Walter Price, Races on the sea, 2023, Acrylic and gesso on canvas, 67 1/2 x 105 inches (171 x 266 cm)

Greene Naftali artists on view at MoMA | Ongoing
Museum of Modern Art, New York



WALTER PRICE in Collection: 1970s–Present | Gallery 209

Price’s 2020–21 painting Races on the Sea is now on view in MoMA’s gallery 209, in a group presentation titled “Objects of Desire.”

From the museum:

“Touching on themes of legibility and identity, the artworks in this gallery pose the question: What roles do desire and history play in how we understand and recognize each other? Drawing from literary texts, personal narratives, and references from the past, the artists on view here transform their sources to consider the promise of human relationships and reflect on the pain of fraught histories—particularly around Blackness. These acts of transformation open up a spectrum of experiences, as well as invite viewers to bring their own desires to the experience of looking."

Michael Smith, Installation view, Gallery 204, Museum of Modern Art, New York, 2024. Image courtesy the artist and The Museum of Modern Art, New York

MICHAEL SMITH in Collection: 1970s–Present | Gallery 204

Smith's 1983 work Government Approved Home Fallout Shelter Snack Bar is on view in MoMA's gallery 204.

From the museum:

“For over four decades, Michael Smith has produced videos, performances, and installations that feature his hapless middle-class persona, Mike, as a means of examining American culture and media.
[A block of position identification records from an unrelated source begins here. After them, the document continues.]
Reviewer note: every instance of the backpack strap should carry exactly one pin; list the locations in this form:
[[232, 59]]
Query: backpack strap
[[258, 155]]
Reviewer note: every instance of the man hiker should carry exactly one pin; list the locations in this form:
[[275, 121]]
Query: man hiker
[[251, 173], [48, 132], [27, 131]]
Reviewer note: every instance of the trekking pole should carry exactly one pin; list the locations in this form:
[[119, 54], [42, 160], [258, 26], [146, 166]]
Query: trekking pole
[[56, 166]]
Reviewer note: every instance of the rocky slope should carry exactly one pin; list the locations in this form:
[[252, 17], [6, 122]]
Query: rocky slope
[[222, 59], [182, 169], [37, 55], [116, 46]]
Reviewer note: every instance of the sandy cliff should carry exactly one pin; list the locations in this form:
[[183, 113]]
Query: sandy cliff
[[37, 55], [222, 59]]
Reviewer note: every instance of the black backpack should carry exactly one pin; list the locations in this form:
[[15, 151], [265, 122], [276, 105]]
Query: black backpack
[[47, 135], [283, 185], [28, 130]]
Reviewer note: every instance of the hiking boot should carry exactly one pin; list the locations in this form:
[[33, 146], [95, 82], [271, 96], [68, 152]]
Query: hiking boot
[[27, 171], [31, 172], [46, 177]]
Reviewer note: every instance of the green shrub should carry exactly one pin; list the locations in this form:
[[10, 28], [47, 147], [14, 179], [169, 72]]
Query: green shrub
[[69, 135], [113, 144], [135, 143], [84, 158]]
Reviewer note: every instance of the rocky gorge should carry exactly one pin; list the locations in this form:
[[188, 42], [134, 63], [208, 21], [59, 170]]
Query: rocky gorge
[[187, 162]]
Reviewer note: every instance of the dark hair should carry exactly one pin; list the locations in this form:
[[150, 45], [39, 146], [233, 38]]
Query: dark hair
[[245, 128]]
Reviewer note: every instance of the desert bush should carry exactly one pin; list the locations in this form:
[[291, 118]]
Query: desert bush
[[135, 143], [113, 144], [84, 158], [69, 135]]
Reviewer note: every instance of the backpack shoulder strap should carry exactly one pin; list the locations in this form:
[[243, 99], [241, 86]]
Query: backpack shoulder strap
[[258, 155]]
This work is based on a US government plan—issued in 1980, against the backdrop of Reagan-era Cold War politics—for a home fallout shelter that doubles as a snack bar. In Smith’s vision, Mike’s bunker, built in his suburban basement, is overstocked with ‘survival ration crackers’ and canned food, as well as records, games, an easy chair, and liquor bottles.

This environment underscores the absurdity of pursuing recreation and leisure while living under the threat of annihilation. Mike appears in drawings, the video playing on the television, and an arcade game (one of the first created by a visual artist) in which he repeatedly carries cinder blocks down stairs to construct the shelter before the ‘big one drops.’ A metaphor for nuclear war, the game is programmed to be unwinnable.